Du musst nichtmal selbst die Codecs runterladen...

Wegen Trillian und Platzersparnis:

Leg das Dingens auf nen eigenen Desktop (mach ich hier meistens auch, dass ich Mail + Surfen auf nem anderen Desktop mach wie Office, Proggen, Multimedia) und du kannst es so groß ziehen oder was auch immer. Dann kannste auch auf deinem "Arbeits" Desktop die Fenster so groß machen wiede willst  :Wink: 

Außerdem: 

Vllt gefällt dir das!

Explorer^2:

So weit ich das seh wär da ideal mal den krusader zu versuchen. der hat auch dieses zweigeteilte Fenster. Und kann noch DEUTLICH mehr. Integrierte Dokumentenvorschau für ALLES! Also Textdateien, Videos, Musik, Kalkulations-Tabelle, Text-Dokument, undundundundund...

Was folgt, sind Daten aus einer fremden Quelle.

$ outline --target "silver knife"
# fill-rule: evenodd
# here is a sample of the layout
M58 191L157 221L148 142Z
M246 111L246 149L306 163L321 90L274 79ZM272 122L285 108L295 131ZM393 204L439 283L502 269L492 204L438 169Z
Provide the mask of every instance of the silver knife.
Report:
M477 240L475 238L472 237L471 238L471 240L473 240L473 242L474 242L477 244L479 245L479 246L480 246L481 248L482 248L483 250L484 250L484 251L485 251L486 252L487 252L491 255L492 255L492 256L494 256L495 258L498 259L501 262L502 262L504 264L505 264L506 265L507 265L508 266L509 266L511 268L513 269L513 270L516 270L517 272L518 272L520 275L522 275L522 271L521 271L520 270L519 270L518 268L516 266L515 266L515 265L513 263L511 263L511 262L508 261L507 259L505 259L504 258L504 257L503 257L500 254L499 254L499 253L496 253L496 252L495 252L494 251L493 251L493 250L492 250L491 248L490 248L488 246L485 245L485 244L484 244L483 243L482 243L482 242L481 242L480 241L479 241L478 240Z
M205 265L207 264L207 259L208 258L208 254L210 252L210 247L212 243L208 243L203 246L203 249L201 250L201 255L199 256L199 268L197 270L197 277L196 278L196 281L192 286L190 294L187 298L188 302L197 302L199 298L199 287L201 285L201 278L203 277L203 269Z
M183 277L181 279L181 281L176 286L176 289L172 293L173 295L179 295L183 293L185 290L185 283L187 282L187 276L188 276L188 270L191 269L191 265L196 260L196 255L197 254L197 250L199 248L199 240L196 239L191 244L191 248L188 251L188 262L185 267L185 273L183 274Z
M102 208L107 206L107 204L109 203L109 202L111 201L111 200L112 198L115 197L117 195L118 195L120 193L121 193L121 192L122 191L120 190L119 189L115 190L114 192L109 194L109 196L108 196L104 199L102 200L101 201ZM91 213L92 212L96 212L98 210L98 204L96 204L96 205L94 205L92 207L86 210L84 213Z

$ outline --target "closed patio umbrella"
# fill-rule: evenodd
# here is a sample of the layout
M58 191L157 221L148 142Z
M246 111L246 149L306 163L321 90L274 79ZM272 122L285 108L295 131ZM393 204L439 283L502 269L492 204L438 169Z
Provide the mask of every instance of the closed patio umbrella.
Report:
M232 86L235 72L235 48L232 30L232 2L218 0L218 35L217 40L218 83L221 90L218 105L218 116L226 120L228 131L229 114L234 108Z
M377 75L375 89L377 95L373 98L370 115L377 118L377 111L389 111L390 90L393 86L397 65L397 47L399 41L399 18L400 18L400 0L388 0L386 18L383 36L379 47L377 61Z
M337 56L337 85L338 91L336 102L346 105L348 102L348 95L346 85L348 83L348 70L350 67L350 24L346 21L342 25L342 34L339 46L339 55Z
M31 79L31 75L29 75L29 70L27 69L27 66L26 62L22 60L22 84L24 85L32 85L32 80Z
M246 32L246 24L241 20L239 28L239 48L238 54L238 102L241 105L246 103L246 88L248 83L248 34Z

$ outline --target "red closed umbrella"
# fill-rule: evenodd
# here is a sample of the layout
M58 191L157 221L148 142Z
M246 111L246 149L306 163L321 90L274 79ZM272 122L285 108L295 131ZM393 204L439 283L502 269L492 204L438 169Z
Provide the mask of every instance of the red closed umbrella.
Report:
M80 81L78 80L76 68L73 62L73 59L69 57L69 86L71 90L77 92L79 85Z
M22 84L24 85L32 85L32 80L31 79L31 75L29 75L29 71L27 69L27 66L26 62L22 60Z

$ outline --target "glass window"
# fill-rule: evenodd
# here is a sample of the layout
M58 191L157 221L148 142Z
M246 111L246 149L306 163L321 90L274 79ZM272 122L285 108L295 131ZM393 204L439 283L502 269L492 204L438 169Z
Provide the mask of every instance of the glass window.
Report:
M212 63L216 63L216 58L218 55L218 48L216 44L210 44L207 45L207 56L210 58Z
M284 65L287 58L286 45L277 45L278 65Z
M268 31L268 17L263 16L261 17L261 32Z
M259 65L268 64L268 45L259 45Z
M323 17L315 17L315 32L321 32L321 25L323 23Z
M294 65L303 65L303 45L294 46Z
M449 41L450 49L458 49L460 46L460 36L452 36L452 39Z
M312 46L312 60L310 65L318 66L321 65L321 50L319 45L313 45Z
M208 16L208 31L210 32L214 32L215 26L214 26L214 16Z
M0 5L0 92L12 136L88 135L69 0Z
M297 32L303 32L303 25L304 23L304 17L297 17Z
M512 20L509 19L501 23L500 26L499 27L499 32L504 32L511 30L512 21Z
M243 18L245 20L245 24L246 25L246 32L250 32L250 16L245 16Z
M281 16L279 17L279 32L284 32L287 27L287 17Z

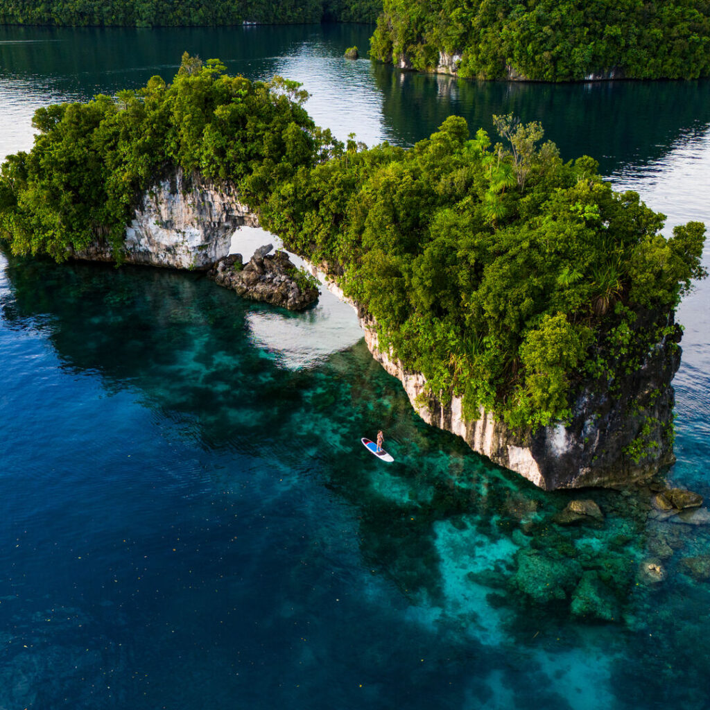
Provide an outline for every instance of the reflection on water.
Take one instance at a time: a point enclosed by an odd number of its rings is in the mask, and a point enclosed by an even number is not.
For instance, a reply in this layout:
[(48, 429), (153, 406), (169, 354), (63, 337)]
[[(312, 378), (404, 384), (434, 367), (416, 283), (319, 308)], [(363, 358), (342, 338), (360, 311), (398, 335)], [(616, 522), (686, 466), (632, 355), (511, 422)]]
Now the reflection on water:
[[(370, 29), (0, 28), (0, 154), (30, 147), (37, 106), (169, 77), (187, 50), (303, 81), (341, 138), (540, 120), (669, 228), (710, 222), (710, 82), (481, 84), (343, 60)], [(271, 240), (239, 230), (233, 251)], [(543, 493), (472, 454), (414, 415), (326, 294), (294, 315), (199, 274), (0, 268), (0, 706), (707, 706), (707, 526), (658, 520), (649, 491)], [(671, 471), (706, 499), (709, 295), (679, 312)], [(387, 467), (359, 444), (380, 427)], [(560, 524), (579, 497), (603, 523)]]
[[(4, 704), (40, 706), (26, 689), (56, 662), (45, 697), (75, 707), (277, 707), (299, 687), (324, 708), (626, 709), (679, 677), (703, 706), (710, 643), (689, 625), (710, 589), (684, 560), (710, 539), (648, 518), (648, 494), (588, 491), (604, 523), (559, 524), (579, 494), (425, 425), (361, 342), (284, 368), (249, 334), (269, 309), (200, 275), (13, 260), (4, 281), (0, 525), (20, 547), (0, 618), (25, 683)], [(359, 445), (379, 427), (387, 467)]]

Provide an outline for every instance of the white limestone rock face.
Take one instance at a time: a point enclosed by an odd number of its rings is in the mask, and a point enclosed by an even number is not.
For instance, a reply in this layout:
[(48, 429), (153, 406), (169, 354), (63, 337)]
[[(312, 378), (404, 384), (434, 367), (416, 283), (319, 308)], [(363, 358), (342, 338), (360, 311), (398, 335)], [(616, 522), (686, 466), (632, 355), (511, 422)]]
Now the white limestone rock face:
[[(442, 404), (427, 393), (421, 373), (405, 370), (391, 353), (380, 349), (376, 322), (344, 296), (327, 265), (311, 266), (311, 271), (329, 290), (356, 309), (373, 357), (402, 383), (412, 406), (427, 424), (461, 437), (474, 451), (535, 486), (548, 491), (625, 486), (648, 479), (674, 461), (670, 382), (680, 364), (677, 328), (651, 349), (639, 370), (623, 376), (613, 394), (609, 383), (591, 383), (574, 403), (570, 422), (521, 434), (482, 408), (477, 418), (464, 418), (460, 397)], [(638, 327), (648, 327), (642, 320)], [(673, 324), (672, 319), (668, 324)], [(640, 456), (634, 456), (630, 447), (633, 448), (650, 422), (653, 430), (647, 432), (648, 445)]]
[[(240, 202), (234, 186), (217, 185), (178, 170), (147, 190), (126, 229), (126, 263), (172, 268), (209, 268), (229, 253), (231, 235), (258, 220)], [(111, 248), (97, 239), (75, 255), (93, 261), (114, 261)]]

Zudem Shortcuts für schnelles kopieren, löschen, Konsole, ...

Beherrscht den "Blick" in Zip-Dateien.

Außerdem sind KDE`s KIO-Slaves sowieso unschlagbar  :Razz: 

Videos gucken -> kaffeine!

Mal schaun ob mir noch was einfällt  :Wink: 

Grüße

Franz

----------

## Thargor

 *Quote:*   

> Wenn ich Windows neu aufsetze installier ich einmal ein codec pack und es _funktioniert_, was unter Linux einfach nicht der fall ist.

 

Ohen viel schreiben zu wollen:

Linux != Windows

Hab ich gestern zufällig gefunden, und ict meiner Meinung nach wirklich lesenswert.

Weil der Autor hat wirklich Recht:

Die Frage ist, willst du Linux, so wie es ist, wenn du nach einer für dich geeigneten Distribution suchst, oder willst du bloß weg von Windows, willst du ein Windows ohne Würmer, Trojaner, etc.

Wenn ersteres zutrifft: Dann viel Spaß noch.

Für zweiteres: Installier lieber wieder Windows und versuch es frei von oben genanntem zu halten. Das geht auch.

----------

## l3u

Linux != Windows <--- saucooler Artikel :-)

@Shapeshifter: Schonmal drüber nachgedacht, nen Weblog anzulegen? *ggg* nichts für ungut ;-)

----------

## Freiburg

Linux != Windows ist eine der besten Zusammenfassungen des ganzen die ich jemals gelesen habe. 

Im allgemeinen bestehen leider bestehen einige unklarheiten was Linux ist, nicht um sonst gibt es ab und zu mal die Frage hier im Forum was für ein Support das eigentlich ist...

----------

## Lenz

Bis auf den kleinen Ausrutscher

 *Quote:*   

> Linux ist frei im Sinne von Freibier.

 

ein wirklich guter Aufsatz zu dem Thema.

----------

## Shapeshifter

Danke für die vielen Antworten,

In dem Text da geht es aber grösstenteils um das Betriebsystem an sich, und ich habe kaum Linux an sich kritisiert, abgesehen davon, dass das Installieren und Konfigurieren Ewigkeiten dauern kann, wenn man sich nicht auskennt, was ich aber absolut in Kauf nehme. Mir geht es nicht um mehr Benutzerfreundlichkeit, oder grössere Ähnlichkeit zu Windows.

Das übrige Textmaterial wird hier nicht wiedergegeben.